Southroads Mall
- Location: Bellevue, Nebraska, United States
- Opened: August 1966
- Developer: Brandeis Investment Corp.
- Stores: 5
- Anchor tenants: 2
- Floor area: 500,000 square feet (46,000 m^{2})
- Floors: 2
- Public transit: Metro Transit

= Southroads Mall =

Shopping mall in Bellevue, Nebraska

Southroads Mall is an enclosed shopping mall at 1001 Fort Crook Road in Bellevue, Nebraska. Fort Crook Road was U.S. Route 75 until the early 1990s, replaced by the Kennedy Freeway.

==History==
Developed by the Brandeis Investment Corp., Southroads opened in 1966 with an Omaha-based department store, Brandeis, and JCPenney as anchors. The mall has 500000 sqft of retail space, which was modeled after the success of Omaha's Crossroads Mall, which was also developed by Brandeis. Southroads was developed within the Southroads Complex near a Sears, which had been open since 1964. other retail near the mall included a Venture Stores location located just south of the mall and a No Frills supermarket to the left of Venture.

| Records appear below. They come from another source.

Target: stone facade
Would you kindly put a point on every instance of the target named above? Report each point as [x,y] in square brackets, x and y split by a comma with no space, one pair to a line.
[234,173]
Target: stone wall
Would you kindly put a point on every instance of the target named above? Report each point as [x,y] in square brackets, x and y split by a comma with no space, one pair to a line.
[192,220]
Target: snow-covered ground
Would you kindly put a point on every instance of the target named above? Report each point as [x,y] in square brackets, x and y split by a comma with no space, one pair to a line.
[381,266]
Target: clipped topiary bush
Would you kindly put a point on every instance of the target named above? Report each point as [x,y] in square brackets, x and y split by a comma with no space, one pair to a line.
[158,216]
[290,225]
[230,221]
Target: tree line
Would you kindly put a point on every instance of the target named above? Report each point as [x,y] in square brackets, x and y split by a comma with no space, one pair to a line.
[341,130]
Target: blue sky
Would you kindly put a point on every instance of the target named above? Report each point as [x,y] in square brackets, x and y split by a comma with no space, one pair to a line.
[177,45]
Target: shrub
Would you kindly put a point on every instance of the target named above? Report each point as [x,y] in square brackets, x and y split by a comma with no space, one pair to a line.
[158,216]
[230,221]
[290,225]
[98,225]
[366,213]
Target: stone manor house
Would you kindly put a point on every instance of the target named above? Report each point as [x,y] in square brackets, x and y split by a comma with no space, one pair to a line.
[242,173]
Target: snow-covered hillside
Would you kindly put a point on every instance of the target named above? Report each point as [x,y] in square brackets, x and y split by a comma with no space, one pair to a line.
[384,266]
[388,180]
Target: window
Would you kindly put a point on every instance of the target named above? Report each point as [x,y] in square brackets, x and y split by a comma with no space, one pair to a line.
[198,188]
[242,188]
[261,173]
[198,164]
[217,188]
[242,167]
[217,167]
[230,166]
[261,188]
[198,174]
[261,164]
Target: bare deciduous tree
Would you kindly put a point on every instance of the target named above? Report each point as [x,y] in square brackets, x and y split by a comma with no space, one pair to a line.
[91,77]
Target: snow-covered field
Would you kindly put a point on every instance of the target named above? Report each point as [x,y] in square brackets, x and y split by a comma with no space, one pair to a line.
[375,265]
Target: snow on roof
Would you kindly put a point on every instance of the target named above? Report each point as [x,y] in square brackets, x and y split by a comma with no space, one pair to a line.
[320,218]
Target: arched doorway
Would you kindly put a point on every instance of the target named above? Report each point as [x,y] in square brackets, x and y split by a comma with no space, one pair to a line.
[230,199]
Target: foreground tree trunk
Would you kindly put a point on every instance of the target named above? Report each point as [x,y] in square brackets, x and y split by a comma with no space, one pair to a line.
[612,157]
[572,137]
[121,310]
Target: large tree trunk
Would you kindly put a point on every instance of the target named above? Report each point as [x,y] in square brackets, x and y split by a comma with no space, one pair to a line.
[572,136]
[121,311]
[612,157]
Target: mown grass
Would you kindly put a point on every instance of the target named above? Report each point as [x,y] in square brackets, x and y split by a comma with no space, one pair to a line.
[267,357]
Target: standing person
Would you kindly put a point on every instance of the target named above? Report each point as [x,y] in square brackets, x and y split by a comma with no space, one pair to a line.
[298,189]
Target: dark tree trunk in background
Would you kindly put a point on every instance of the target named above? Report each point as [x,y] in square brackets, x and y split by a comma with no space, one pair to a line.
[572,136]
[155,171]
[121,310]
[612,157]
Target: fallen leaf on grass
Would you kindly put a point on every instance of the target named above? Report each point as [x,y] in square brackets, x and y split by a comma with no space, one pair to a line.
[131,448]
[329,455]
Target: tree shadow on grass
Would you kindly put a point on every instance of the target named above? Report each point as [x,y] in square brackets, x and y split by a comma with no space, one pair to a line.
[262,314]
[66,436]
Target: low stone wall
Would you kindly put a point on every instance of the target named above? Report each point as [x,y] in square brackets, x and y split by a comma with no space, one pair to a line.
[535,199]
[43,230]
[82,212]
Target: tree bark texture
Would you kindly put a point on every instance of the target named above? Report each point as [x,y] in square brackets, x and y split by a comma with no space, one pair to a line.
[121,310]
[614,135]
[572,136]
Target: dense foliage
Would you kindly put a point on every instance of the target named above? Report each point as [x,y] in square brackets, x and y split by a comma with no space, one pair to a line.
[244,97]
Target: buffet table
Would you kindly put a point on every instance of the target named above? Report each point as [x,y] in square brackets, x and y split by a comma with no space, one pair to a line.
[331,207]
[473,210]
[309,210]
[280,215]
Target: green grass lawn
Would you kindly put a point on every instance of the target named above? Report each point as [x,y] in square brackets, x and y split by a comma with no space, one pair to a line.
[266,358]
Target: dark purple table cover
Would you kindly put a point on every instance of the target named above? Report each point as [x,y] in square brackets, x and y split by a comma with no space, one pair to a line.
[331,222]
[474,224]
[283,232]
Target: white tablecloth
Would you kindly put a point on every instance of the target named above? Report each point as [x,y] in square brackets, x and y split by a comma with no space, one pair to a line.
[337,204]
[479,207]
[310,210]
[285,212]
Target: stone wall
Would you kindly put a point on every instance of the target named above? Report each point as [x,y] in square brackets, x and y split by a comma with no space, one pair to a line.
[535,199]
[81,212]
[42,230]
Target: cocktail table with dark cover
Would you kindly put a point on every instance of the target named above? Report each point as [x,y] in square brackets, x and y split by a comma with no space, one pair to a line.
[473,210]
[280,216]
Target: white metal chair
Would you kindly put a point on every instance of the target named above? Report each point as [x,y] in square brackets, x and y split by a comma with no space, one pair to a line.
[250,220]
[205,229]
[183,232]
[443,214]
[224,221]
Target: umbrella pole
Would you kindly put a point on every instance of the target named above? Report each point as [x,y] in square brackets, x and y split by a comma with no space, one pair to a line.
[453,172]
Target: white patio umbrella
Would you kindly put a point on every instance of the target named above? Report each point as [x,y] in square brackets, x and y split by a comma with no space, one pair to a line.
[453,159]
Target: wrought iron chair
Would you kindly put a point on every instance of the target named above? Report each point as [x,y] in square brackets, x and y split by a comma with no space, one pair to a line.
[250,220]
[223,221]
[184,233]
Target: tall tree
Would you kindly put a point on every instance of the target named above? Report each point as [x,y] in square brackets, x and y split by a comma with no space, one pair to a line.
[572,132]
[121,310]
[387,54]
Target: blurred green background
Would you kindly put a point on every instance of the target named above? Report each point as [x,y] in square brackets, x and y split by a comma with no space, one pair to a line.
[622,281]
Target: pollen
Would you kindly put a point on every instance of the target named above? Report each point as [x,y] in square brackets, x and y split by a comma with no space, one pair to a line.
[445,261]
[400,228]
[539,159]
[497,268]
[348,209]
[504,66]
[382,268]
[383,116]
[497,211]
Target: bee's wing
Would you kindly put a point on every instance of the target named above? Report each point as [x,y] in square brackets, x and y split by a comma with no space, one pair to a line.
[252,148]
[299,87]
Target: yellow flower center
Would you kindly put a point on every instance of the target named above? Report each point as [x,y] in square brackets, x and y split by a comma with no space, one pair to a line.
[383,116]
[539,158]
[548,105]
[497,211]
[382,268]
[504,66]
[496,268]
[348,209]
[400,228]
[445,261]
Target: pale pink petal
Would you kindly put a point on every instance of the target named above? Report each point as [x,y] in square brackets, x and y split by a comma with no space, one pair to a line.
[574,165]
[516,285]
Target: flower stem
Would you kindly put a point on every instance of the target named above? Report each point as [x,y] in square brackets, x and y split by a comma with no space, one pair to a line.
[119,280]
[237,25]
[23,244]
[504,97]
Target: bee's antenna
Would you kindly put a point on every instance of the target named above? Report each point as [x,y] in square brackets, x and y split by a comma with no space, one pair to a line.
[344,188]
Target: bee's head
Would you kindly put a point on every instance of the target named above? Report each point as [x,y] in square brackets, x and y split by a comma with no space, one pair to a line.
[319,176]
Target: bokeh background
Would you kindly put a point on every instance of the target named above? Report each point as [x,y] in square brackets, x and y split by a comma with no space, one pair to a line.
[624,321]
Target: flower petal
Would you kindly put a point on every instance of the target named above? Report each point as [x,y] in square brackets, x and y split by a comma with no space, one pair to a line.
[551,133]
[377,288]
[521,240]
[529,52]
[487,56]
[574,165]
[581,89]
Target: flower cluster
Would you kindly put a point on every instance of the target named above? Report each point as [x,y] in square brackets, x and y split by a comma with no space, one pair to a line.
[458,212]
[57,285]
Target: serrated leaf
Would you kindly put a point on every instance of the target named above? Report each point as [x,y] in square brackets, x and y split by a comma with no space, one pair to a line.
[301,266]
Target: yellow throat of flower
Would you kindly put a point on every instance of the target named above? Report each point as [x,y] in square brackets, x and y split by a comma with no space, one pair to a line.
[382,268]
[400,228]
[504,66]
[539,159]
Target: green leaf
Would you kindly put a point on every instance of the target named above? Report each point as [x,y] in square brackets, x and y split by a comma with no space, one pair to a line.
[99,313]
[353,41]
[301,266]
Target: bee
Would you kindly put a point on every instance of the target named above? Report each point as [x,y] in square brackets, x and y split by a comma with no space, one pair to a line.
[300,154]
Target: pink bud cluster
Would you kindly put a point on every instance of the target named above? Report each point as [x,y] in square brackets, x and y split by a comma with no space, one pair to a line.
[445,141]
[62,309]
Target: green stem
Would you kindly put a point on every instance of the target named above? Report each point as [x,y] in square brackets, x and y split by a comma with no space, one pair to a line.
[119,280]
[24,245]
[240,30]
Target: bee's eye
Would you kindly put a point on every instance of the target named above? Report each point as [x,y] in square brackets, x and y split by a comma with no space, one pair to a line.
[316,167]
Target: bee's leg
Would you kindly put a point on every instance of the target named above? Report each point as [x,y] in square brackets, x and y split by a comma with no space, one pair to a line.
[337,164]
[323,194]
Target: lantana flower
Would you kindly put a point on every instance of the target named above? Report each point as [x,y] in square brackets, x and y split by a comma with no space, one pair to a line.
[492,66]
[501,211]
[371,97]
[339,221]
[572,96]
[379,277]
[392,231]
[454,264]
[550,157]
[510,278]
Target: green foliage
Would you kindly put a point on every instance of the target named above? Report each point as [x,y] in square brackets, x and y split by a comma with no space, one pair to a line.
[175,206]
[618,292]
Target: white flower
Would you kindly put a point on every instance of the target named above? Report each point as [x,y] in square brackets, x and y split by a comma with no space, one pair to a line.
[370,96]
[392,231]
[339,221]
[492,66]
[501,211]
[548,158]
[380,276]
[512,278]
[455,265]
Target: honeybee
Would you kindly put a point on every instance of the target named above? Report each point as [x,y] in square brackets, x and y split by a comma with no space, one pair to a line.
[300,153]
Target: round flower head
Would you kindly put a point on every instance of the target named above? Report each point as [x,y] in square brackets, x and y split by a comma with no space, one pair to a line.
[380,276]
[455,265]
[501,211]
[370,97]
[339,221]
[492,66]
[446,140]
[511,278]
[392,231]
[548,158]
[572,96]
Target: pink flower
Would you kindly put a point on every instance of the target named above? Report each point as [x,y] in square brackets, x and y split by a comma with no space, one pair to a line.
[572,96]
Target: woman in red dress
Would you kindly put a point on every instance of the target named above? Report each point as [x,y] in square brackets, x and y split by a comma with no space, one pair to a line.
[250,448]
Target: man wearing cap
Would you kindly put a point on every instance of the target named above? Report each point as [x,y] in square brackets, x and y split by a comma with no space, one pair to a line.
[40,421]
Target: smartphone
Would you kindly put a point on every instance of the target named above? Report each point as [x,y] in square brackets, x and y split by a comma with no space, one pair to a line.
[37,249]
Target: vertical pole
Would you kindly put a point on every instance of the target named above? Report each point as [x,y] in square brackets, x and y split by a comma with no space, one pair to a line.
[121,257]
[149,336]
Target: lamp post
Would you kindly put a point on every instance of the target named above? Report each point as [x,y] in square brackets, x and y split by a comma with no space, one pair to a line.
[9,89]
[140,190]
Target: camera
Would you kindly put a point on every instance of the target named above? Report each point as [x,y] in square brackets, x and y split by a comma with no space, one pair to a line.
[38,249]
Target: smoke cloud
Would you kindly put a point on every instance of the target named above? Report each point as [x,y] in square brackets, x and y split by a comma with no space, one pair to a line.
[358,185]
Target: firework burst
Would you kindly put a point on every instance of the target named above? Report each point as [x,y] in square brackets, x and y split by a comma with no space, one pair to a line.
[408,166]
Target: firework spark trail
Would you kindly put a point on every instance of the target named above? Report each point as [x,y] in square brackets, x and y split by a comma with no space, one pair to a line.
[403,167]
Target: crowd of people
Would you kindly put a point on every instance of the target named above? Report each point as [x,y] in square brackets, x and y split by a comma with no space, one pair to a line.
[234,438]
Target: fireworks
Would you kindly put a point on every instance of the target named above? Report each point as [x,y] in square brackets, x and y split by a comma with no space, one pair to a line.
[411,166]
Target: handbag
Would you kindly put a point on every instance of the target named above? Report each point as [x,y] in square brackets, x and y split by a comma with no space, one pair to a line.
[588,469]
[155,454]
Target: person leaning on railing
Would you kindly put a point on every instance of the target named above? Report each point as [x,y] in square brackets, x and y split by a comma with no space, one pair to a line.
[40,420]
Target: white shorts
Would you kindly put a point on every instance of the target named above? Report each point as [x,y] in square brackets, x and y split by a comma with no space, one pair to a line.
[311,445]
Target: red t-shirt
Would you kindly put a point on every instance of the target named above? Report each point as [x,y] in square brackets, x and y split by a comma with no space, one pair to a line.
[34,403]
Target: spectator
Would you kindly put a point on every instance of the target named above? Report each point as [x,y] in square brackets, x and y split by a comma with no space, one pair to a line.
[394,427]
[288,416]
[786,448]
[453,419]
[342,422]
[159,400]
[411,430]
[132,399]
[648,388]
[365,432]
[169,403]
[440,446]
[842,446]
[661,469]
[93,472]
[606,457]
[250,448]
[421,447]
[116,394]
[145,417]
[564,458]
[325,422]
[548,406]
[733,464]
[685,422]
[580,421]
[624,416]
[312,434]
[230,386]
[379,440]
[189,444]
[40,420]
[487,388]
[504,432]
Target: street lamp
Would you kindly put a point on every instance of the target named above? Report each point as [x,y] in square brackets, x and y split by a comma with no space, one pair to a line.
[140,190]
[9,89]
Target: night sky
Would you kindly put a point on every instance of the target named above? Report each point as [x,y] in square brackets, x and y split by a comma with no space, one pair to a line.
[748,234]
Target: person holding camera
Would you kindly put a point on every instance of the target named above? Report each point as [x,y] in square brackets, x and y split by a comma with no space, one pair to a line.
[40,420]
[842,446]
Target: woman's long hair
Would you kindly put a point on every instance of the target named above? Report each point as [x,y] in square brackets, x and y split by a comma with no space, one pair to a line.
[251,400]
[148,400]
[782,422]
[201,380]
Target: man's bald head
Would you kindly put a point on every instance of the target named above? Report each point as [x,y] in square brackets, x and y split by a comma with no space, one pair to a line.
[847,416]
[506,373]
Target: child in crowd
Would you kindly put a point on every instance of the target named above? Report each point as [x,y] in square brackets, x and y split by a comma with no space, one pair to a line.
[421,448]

Originally, Southroads Mall was only a one level mall in the beginning but later on, the bottom level of the mall came to be. The remodel would also include a food court, a movie theater, an expansion of both anchors, an elevator, 2 escalators and stairs built on both ends in the mall. It also received a heavy makeover on the inside and outside with a new mall area being built connected outwards. They would also excavate part of the parking lot so the main entrance would be on the lower level.
Retail in the mall around this time included Musicland, GNC, Deb, John’s Grecian Delight, Kay-Bee Toys, B. Dalton, Zales, Radio Shack, Claire’s, and many more.

Brandeis was purchased by Younkers in 1987, and converted to the Younkers name, but the store was closed in 1996. The JCPenney anchor was converted to a clearance center in 1999 and was closed in 2003. Venture was likely to have closed in 1998 as part of going out of business and may or may not have become Kmart. Sears ended up closing their doors in 2008.

As retail outlets closed, retail space was converted to office space. TD Ameritrade, headquartered out of Omaha, began leasing space at the mall in 1998, eventually taking over the former Brandeis/Younkers space. PayPal leased space in the former JCPenney, along with CoSentry. TD Ameritrade began shifting employees from Southroads in 2011 and consolidated their offices in West Omaha.
By 2015 No Frills Supermarket would close their nearby location and the old Venture space nextdoor would become Marathon Ventures Inc.

Cornerstone Christian School has been a tenant of the former mall property since 2016. Omaha Public Schools has also leased space on the upper floor there.

==Notable local businesses==
John’s Grecian Delight, Southroads Mall has been home to a host of notable local business including John's Grecian Delight, a fixture in the community since 1983.